Ataris (400/800) and Commodores (PET, C64) came quite a bit later, so you may have missed the era where they peaked. The old Apple II systems were expensive but highly expandable, so you’d see them in small businesses as often as at home. In the early 1980’s I saw TRS-80 around more than Apple, Atari, or Commodore. But Radio Shack was hugely popular in my area and the main sort of electronic store we had.
annualizes out to 19-21%/yr depending on where in the 1978-1982 time frame he bought it. (i assume he didn’t get it any later.)
pretty good return. buying AAPL in ’80 would’ve only gotten you about 18%/yr.
I’ve got this bridge I don’t need anymore…
“If you think Apple products are overpriced now, wait until they’re 50 years old.”

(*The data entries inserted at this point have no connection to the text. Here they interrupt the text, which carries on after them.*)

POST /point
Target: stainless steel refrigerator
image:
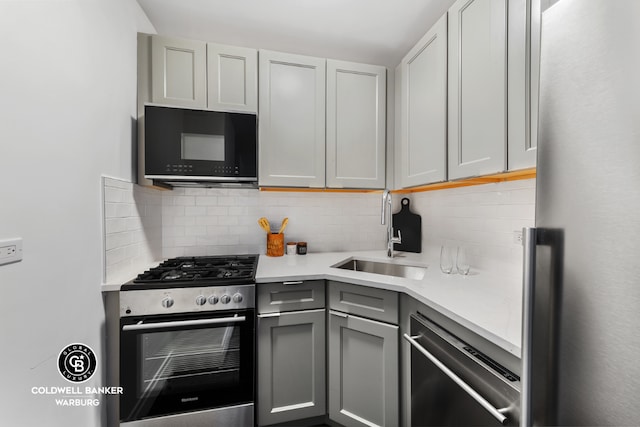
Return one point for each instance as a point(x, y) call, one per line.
point(581, 325)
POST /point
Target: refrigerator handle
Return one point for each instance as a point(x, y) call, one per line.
point(541, 302)
point(529, 242)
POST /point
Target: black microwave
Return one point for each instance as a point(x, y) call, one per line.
point(185, 147)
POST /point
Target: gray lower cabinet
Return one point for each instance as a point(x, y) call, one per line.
point(363, 364)
point(291, 354)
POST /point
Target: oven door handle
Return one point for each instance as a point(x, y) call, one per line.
point(140, 326)
point(498, 414)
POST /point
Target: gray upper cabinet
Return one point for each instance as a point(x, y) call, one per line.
point(178, 72)
point(292, 120)
point(356, 125)
point(523, 68)
point(191, 73)
point(232, 78)
point(477, 87)
point(423, 143)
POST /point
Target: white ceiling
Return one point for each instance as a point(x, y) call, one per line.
point(369, 31)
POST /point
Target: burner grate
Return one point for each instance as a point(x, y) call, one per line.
point(198, 270)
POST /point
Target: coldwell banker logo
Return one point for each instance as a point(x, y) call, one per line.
point(77, 363)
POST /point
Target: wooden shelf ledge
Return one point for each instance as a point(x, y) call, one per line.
point(466, 182)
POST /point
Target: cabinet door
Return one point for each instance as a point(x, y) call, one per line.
point(424, 104)
point(178, 72)
point(363, 371)
point(477, 87)
point(232, 78)
point(292, 120)
point(523, 69)
point(291, 366)
point(356, 125)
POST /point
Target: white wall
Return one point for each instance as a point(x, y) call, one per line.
point(481, 218)
point(67, 104)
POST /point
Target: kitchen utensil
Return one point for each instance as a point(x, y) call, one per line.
point(275, 244)
point(264, 223)
point(410, 226)
point(284, 225)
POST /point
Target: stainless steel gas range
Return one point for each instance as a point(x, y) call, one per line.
point(185, 343)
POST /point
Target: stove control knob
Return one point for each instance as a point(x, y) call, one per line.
point(167, 302)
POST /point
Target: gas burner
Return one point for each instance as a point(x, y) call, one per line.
point(171, 275)
point(198, 271)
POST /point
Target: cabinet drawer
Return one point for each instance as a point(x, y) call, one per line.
point(378, 304)
point(290, 296)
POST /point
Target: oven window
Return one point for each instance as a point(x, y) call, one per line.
point(202, 147)
point(173, 369)
point(180, 356)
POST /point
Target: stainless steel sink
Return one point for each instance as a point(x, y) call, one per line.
point(377, 267)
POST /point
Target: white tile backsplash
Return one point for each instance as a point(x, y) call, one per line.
point(132, 229)
point(482, 218)
point(143, 225)
point(218, 221)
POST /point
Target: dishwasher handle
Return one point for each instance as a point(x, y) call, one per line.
point(497, 413)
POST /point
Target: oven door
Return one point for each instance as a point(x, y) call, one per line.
point(182, 363)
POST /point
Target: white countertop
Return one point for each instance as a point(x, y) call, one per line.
point(486, 302)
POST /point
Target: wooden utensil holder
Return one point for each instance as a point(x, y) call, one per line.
point(275, 244)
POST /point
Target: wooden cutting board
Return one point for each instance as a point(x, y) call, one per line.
point(410, 226)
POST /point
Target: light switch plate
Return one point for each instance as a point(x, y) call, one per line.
point(10, 250)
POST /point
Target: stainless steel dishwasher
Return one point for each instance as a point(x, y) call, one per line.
point(453, 384)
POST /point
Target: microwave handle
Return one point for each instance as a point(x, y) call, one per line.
point(140, 326)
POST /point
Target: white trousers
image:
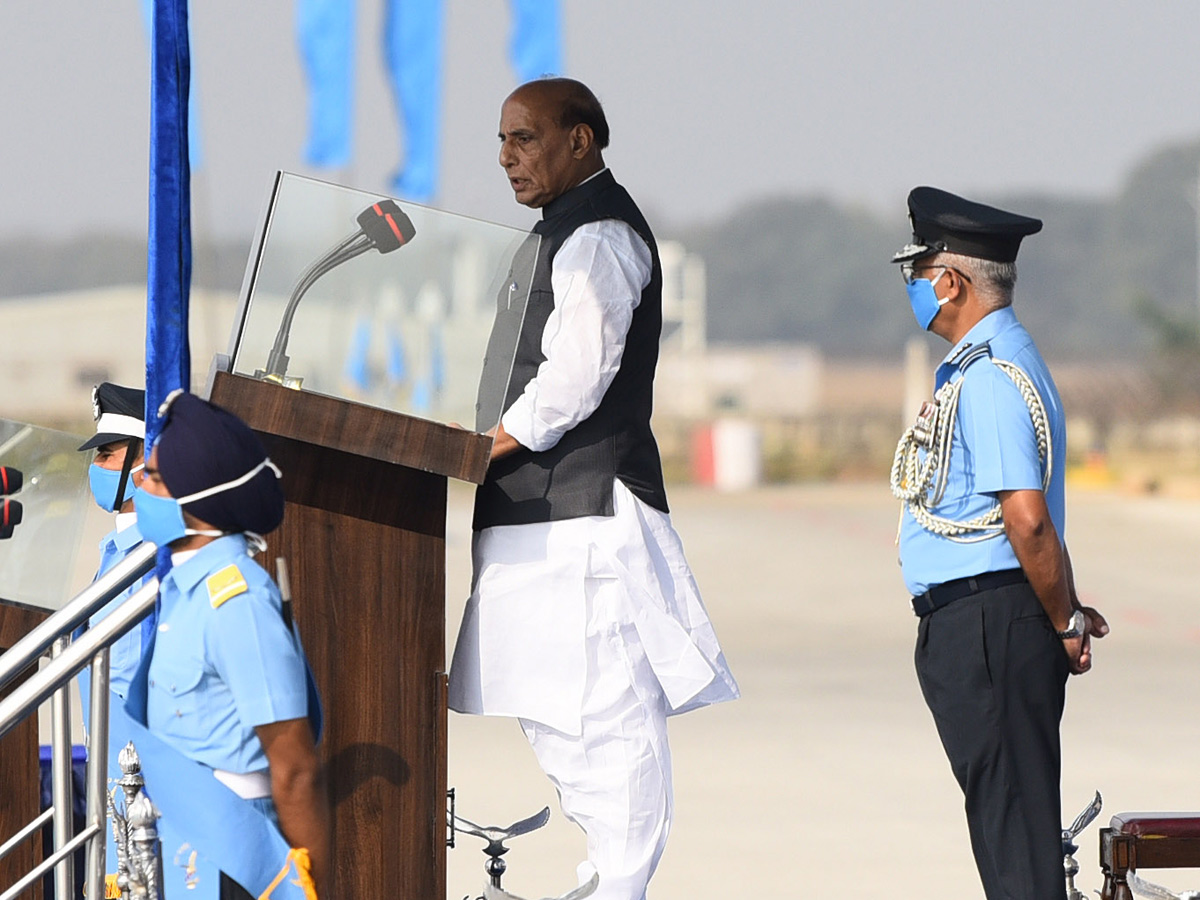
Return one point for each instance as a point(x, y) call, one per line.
point(613, 780)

Well that checks out. My 2012 Mac Mini i7 quad core is already worth more than I paid for it 6 years ago.
I have my mint MakerBot Cupcake #551 stored in a cupboard. Hahahaha!
For a while there were analogies being drawn between MakerBot and early Apple, but then the wheels fell off.
How would anyone ever verify that it is genuine? Any circuit board that was made could be remade.
Date codes on the parts. Not impossible to fake but substantially more difficult.